Indeed, yesterday's speech is progress since Mr. Chrétien's first official visit to China in 1994, when rights issues were all but ignored, says Alex Neve, the Secretary General of the Canadian section of Amnesty International.

But Mr. Chrétien could have been more explicit about the kinds of changes Canada and other democracies want to see in China, Mr. Neve said.

Mr. Chrétien needs to raise specific examples with Chinese leaders about how religious groups and others are being denied their rights of free expression, he added.

The arrest and three-hour detention of two British Columbia students in Beijing yesterday for shouting slogans calling for a recognition of human rights in Tibet only highlights the fact that free expression is not yet an entrenched right in China, Mr. Neve said.

Mr. Chrétien's remarks about the importance of the rule of law are a worthy effort, but the fact remains the judiciary in China is still not independent, says Warren Allmand, a former Liberal MP who heads the Montreal-based group Rights and Democracy.

Mr. Allmand said that one of his associates has been in China for two years helping to train the judiciary and reports that the courts are still not open and judges still fear political retribution if they try to exert independence.

Mr. Allmand said he hopes that Mr. Chrétien will use his remaining time in China to make explicit the link between trade and human rights. Mr. Allmand noted that some of the very products China wants to sell to the world are made by "basically slave labour."

Mr. Chrétien's speech at the judges' school was intended primarily for domestic consumption back home in Canada, says Cheuk Kwan, chairman of the Toronto Association for Democracy in China.

The Prime Minister gave the game away a day earlier when he suggested that Canada is too small a country to be preaching to China, Mr. Kwan said. "He took away his own thunder."

As a leading industrial country with a high standard of living, a long history of helpful activism on the world stage, and status as a major player at the United Nations and in other international bodies, Canada should not shy away from talking bluntly and forcefully to the Chinese leaders about human rights, Mr. Kwan added.

Barbara McDougall, who was the external affairs minister in the Progressive Conservative government at the time of the Tiananmen Square massacre in 1989 and who now heads the Canadian Institute for International Affairs, said Mr. Chrétien should be careful when he suggests Canada has little influence with the Chinese.

That's inviting other countries to view Canada as a pushover in situations where Ottawa wants to take a firm position, she said.

Ms.
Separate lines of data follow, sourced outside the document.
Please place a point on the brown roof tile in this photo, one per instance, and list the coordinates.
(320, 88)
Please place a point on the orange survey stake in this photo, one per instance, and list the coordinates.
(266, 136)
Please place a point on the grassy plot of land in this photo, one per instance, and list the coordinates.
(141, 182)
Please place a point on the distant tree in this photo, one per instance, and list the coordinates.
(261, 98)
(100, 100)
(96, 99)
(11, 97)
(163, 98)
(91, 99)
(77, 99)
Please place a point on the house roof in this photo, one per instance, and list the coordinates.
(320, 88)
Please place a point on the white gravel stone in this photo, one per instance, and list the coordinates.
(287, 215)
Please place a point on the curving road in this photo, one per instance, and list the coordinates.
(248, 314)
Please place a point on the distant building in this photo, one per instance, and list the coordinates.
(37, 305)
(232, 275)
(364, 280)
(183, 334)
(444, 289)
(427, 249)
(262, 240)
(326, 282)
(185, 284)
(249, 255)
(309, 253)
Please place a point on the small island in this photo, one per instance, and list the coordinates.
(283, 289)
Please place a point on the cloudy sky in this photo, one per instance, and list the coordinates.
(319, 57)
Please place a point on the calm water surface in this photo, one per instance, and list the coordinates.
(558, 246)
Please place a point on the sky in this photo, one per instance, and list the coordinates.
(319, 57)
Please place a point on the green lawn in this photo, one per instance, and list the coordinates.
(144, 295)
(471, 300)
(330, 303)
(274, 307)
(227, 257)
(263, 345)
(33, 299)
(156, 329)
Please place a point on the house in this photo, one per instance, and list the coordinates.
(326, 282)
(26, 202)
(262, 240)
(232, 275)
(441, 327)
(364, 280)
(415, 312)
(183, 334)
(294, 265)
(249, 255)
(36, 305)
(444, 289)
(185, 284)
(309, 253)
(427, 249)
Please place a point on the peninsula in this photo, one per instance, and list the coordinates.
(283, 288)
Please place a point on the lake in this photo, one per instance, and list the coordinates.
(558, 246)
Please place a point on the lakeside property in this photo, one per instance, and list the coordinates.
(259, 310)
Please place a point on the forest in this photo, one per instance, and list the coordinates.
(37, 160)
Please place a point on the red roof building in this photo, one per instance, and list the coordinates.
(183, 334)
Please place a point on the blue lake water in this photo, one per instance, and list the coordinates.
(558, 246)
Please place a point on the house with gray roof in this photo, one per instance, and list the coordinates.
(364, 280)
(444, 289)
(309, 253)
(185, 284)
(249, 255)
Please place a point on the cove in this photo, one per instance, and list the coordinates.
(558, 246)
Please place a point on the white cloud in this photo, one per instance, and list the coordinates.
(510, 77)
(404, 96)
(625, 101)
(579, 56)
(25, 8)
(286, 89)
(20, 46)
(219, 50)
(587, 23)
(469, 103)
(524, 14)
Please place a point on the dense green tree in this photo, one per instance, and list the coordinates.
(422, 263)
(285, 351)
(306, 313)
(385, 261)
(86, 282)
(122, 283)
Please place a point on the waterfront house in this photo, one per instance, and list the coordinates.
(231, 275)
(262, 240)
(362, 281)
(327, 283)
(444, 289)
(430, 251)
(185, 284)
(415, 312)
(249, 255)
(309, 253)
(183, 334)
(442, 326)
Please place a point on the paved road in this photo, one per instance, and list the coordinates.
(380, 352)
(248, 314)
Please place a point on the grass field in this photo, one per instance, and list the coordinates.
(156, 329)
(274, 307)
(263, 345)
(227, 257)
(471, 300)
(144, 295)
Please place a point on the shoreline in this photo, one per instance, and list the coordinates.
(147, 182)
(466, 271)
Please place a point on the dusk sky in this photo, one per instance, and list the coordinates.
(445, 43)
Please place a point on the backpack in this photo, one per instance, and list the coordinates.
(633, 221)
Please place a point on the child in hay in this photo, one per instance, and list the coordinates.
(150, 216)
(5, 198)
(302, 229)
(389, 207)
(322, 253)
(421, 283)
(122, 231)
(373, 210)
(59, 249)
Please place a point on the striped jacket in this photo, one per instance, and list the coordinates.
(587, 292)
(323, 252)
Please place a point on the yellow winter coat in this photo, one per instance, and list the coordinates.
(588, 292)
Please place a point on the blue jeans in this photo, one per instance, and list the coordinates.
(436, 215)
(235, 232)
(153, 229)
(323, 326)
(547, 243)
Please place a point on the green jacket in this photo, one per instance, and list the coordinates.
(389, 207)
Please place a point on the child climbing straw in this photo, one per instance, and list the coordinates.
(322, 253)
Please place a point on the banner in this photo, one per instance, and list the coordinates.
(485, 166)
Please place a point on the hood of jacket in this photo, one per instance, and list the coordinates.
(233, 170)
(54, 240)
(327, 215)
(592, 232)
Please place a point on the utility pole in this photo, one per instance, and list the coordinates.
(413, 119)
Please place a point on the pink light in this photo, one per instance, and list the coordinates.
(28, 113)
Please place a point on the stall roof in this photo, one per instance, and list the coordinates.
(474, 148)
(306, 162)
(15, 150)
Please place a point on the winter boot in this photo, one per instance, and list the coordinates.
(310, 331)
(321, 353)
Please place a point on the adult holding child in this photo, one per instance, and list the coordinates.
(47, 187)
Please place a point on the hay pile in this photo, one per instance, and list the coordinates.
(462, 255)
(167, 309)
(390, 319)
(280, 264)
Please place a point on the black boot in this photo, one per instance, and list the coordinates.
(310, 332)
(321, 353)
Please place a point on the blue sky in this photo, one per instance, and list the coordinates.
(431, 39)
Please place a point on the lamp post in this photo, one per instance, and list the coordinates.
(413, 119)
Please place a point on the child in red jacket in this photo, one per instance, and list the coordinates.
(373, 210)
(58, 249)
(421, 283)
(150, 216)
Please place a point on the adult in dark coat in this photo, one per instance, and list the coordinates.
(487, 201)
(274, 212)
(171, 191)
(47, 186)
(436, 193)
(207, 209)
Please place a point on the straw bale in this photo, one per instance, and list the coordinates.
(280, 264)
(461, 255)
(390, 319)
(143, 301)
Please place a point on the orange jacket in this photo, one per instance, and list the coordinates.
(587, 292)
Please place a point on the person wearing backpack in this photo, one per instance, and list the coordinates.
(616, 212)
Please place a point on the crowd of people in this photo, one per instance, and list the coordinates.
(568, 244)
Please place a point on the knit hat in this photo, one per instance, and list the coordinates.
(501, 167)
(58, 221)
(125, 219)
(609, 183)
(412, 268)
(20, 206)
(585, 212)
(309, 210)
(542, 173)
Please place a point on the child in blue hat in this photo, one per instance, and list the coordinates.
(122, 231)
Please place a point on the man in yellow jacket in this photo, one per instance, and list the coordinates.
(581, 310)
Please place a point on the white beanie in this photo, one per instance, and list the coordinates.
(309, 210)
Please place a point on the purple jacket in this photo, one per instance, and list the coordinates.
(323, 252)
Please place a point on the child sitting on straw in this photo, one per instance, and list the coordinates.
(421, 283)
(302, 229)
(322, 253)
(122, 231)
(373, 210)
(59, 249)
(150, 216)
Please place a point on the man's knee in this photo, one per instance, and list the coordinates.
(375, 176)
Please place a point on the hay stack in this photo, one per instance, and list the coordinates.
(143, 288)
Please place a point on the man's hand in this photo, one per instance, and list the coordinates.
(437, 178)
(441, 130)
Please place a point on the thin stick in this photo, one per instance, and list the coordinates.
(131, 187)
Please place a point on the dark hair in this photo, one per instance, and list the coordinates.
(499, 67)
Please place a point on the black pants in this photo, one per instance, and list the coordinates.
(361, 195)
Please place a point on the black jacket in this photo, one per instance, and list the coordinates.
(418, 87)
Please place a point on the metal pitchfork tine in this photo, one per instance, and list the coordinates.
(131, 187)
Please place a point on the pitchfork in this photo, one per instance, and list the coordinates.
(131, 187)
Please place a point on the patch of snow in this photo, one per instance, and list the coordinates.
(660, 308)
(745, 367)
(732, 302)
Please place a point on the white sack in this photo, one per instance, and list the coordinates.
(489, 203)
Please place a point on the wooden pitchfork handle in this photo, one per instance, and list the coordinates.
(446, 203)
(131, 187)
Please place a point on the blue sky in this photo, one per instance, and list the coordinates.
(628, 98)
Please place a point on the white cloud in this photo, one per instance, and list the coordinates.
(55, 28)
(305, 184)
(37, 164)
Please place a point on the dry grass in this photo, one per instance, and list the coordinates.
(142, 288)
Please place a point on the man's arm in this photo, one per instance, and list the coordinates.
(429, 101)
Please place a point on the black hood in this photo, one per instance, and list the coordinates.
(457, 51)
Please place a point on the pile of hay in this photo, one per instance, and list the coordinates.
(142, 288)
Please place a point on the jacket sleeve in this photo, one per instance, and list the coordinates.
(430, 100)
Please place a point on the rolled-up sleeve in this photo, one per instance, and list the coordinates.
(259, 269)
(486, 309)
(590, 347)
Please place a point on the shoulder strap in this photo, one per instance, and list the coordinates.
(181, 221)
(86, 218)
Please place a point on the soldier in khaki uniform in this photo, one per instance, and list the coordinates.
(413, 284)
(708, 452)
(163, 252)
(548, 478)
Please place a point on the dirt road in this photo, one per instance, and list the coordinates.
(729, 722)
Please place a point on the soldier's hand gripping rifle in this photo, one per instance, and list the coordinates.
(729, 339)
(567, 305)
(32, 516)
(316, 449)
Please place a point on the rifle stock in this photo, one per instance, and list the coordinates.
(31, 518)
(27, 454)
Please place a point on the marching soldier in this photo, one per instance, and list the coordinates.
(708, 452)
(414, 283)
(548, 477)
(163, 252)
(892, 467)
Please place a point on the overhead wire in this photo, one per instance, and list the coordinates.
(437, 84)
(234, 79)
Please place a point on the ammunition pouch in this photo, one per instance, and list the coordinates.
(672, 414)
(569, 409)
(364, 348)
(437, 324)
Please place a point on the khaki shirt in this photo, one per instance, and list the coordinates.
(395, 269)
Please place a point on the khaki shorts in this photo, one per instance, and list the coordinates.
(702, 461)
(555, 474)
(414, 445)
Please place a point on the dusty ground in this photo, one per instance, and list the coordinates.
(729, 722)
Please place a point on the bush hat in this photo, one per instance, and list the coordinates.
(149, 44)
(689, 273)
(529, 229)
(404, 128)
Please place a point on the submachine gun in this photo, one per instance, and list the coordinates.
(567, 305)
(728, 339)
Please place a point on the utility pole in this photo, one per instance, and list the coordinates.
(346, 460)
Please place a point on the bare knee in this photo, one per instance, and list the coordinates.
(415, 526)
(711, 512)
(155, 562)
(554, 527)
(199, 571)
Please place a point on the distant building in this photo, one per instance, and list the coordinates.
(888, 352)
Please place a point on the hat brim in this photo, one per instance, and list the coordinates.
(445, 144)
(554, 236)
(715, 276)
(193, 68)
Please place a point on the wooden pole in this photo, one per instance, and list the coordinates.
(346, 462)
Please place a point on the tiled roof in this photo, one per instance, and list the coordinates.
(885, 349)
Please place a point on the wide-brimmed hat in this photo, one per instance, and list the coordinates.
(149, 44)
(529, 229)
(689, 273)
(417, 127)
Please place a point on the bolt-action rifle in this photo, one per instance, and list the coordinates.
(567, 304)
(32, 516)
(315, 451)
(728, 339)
McDougall also said the recent publication of internal Chinese Communist Party documents showing that the leadership was divided on whether to crack down on Tiananmen protesters should be a lesson to foreign leaders.

One can never tell if strong statements on human rights might not strengthen the hand of liberal reformers within the Chinese leadership, she said.

Mr. Clinton's nine-day tour of China is remembered for the opportunities the U.S. leader had to speak directly to the Chinese public, including an appearance on a phone-in radio program and a televised news conference with Chinese President Jiang Zemin that became de facto a debate on human rights.

Mr. Chrétien is not being afforded the same opportunities.

Mr. Clinton's officials tried to depict his visit as a triumph for human rights. Yet human rights groups say the two years since have seen abuses as serious as any time since the Cultural Revolution.

So, if even the president of the United States doesn't seem to have an impact, how can the Canadian Prime Minister do any better?

"You can never second-guess yourself on something as basic as human rights," Mr. Kwan said.